What role can art play in today’s turbulent times?

Asia Society’s new exhibition, After Darkness: Southeast Asian Art in the Wake of History, turns for answers to the artists of three countries—Indonesia, Vietnam, and Myanmar—that have weathered times of great sociopolitical upheaval.

“We thought it would be productive to look to those who have already gone through the kinds of events we are going through now,” said Boon Hui Tan, director of the Asia Society Museum in New York City, at a panel discussion on September 12. The panel included three of the exhibition’s featured artists.

One member of the panel, FX Harsano, an Indonesian of Chinese descent whose work often challenged the brutal Suharto dictatorship that held power in the country for more than 30 years, spoke about his art as a channel for finding his own identity.
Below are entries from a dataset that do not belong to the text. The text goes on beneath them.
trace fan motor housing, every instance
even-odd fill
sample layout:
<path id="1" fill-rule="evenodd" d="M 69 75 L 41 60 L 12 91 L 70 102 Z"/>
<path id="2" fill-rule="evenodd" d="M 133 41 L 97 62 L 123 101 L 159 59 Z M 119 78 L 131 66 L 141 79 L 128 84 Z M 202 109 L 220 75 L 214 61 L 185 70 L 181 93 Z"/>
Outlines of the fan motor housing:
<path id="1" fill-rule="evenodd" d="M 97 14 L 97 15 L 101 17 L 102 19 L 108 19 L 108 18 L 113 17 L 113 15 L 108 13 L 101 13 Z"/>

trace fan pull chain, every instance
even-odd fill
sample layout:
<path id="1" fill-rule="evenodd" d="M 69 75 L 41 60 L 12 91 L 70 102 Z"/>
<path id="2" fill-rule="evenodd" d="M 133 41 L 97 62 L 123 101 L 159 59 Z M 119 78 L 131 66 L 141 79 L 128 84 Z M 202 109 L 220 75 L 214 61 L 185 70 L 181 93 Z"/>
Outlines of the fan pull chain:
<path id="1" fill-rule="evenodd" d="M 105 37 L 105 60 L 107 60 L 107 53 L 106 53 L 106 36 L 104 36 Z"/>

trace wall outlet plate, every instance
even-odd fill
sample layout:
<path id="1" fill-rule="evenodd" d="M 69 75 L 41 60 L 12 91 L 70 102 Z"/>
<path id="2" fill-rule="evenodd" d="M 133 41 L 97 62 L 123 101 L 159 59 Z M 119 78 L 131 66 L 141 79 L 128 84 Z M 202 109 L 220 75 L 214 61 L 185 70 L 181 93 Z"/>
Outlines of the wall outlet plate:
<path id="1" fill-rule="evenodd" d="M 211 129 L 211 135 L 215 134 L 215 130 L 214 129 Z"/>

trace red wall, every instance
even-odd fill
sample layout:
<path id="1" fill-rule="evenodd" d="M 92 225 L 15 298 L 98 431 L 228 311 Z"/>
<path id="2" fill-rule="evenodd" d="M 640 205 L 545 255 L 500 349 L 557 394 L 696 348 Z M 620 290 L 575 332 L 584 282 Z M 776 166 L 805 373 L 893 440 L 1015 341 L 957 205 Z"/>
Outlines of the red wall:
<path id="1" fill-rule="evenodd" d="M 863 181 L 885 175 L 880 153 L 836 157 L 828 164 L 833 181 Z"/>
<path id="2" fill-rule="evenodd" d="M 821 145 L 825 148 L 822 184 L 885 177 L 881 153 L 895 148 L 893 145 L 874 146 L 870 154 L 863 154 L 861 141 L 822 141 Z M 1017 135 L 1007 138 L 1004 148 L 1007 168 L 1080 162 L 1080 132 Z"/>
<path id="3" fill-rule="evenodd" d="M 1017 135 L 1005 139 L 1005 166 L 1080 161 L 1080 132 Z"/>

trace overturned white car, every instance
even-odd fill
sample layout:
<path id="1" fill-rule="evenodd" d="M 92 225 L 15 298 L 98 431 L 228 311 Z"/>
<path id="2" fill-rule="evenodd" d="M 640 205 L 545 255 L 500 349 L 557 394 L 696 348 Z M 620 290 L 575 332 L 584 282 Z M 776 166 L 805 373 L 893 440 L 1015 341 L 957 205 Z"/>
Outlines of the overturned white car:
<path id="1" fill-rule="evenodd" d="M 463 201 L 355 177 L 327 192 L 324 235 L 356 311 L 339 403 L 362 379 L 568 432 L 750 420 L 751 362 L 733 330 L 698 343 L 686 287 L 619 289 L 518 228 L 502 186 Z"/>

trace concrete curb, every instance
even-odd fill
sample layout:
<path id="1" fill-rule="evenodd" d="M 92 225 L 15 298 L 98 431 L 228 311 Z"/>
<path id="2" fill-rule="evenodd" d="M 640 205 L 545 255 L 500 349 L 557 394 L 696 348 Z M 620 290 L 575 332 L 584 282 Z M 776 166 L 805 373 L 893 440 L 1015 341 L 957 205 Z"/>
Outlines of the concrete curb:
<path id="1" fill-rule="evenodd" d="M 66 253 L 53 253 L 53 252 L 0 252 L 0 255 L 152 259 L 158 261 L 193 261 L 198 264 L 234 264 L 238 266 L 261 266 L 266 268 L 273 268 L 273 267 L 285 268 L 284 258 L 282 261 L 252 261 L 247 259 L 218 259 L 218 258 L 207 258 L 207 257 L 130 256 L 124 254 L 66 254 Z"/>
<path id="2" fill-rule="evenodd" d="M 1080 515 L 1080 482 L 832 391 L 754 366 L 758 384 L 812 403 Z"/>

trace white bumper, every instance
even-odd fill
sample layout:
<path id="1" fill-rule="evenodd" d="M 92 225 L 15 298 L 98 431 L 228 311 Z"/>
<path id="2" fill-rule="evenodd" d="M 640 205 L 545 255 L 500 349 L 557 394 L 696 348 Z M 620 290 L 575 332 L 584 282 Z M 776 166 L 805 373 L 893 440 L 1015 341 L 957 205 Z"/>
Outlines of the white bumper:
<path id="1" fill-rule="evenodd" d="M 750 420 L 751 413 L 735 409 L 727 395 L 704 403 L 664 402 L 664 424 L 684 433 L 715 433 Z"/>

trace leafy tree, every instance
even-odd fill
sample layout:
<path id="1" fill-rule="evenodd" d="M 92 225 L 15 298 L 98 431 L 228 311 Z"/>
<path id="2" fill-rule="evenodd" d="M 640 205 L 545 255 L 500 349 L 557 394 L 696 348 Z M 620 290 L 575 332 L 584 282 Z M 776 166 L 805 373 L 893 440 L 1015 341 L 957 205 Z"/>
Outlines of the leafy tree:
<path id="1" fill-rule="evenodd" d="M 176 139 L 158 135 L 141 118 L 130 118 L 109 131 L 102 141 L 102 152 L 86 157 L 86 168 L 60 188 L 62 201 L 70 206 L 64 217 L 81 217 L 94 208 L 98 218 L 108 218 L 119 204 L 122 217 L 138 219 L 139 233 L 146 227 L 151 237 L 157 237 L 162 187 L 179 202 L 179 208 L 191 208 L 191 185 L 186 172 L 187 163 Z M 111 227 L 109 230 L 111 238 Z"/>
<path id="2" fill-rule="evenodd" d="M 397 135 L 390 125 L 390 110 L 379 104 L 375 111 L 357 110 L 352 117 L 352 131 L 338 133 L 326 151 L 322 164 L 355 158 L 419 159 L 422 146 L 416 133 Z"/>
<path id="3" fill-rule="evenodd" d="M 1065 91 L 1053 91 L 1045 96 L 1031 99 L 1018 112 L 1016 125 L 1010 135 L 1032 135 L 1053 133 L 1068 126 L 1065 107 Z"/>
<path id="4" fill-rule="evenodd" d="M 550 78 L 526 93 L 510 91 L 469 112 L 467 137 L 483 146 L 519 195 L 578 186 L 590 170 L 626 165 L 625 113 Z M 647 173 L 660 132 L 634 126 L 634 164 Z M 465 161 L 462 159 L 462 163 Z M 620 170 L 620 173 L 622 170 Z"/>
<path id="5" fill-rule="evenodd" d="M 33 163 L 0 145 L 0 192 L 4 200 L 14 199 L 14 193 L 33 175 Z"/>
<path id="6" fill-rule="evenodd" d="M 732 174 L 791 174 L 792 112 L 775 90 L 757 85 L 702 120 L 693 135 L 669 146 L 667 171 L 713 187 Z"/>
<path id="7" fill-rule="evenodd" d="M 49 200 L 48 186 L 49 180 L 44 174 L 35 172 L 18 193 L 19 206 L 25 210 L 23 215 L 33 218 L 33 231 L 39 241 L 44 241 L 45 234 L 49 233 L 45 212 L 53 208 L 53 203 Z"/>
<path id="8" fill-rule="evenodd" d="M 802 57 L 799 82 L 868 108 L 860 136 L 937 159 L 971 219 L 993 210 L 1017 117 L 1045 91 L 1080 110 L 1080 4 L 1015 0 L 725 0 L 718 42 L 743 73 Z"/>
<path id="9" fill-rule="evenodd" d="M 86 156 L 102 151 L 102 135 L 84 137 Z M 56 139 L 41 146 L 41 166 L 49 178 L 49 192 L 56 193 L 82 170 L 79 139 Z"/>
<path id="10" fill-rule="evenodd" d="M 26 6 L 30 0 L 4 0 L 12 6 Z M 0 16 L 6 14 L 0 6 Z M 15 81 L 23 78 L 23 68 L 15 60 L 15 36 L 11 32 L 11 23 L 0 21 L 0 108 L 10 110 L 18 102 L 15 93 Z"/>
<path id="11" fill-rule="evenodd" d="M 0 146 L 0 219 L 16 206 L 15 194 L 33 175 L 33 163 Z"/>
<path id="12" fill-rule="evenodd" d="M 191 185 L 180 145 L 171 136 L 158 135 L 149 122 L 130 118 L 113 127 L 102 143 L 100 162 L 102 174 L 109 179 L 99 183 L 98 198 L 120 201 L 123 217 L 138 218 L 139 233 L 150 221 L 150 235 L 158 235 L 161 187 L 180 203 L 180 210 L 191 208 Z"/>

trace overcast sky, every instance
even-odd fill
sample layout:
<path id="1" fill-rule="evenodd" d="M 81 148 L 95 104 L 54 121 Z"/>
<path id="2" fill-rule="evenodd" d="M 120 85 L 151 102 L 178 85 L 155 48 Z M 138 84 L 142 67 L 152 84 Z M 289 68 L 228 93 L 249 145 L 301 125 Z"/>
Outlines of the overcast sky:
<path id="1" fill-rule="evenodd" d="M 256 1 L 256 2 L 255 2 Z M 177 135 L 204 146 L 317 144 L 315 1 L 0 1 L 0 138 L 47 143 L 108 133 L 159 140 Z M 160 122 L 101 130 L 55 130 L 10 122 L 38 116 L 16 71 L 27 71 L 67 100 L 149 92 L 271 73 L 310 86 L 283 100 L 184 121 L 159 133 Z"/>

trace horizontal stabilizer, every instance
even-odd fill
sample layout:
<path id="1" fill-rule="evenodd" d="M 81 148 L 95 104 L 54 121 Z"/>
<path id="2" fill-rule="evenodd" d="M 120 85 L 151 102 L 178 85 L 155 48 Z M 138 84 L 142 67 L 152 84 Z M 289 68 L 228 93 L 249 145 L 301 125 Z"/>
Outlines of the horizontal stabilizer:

The Chinese minority in Indonesia has been subject to harsh discrimination, violence, and a forced assimilation that has buried their history.

In Writing in the Rain, Harsano traces the characters of his Chinese name as water washes them away. At 68 years old, it is a name he only recently learned due to policies that forced assimilation on Chinese Indonesians and prevented them from learning about their heritage.

Like Harsano, fellow panelist Nge Lay, who began creating art while Myanmar was under military dictatorship, uses her work to process societal suffering as well as her own pain. A self-taught camerawoman whom Hui Tan credits with “building the contemporary art scene in Myanmar from scratch,” she is virtually unknown within her own country because of the old dictatorship’s neglect of nontraditional art education and a general suspicion of artists.

Nge Lay’s self-portrait series Observing of Self Being Dead is a contemplation of death that is a reaction to both personal health issues and the bloody quashing of demonstrations she witnessed as a child.

For the third panelist, Tuan Andrew Nguyen, the economic changes he’s seen in his home country of Vietnam have altered Vietnamese social life and its longstanding moral principles at an alarmingly quick rate. A child refugee who returned to Vietnam as an adult, he is one-third of the artist collective The Propeller Group, whose multimedia work reckons with their nation’s war-torn history as well as its rapidly developing future.

A still from The Propeller Group’s video The Dream. A Honda Dream motorbike, long considered to be a status symbol in Vietnam, is left on the streets of Ho Chi Minh City. By morning, it has been picked clean by thieves.

“Context allows you material to work with, whether it be social or political,” said Nguyen, adding that he’s always been drawn to artists who are driven by a concern. Then again, he said, those contexts can also be the very things that prohibit artists from pursuing it.

After Darkness: Southeast Asian Art in the Wake of History is on view through January 21, 2018, at Asia Society, 725 Park Ave., in New York City. Admission is $12.00; $10.00 for seniors and $7.00 for students with ID; free for members and persons under 16. Free on Friday from 6 pm–9 p.m.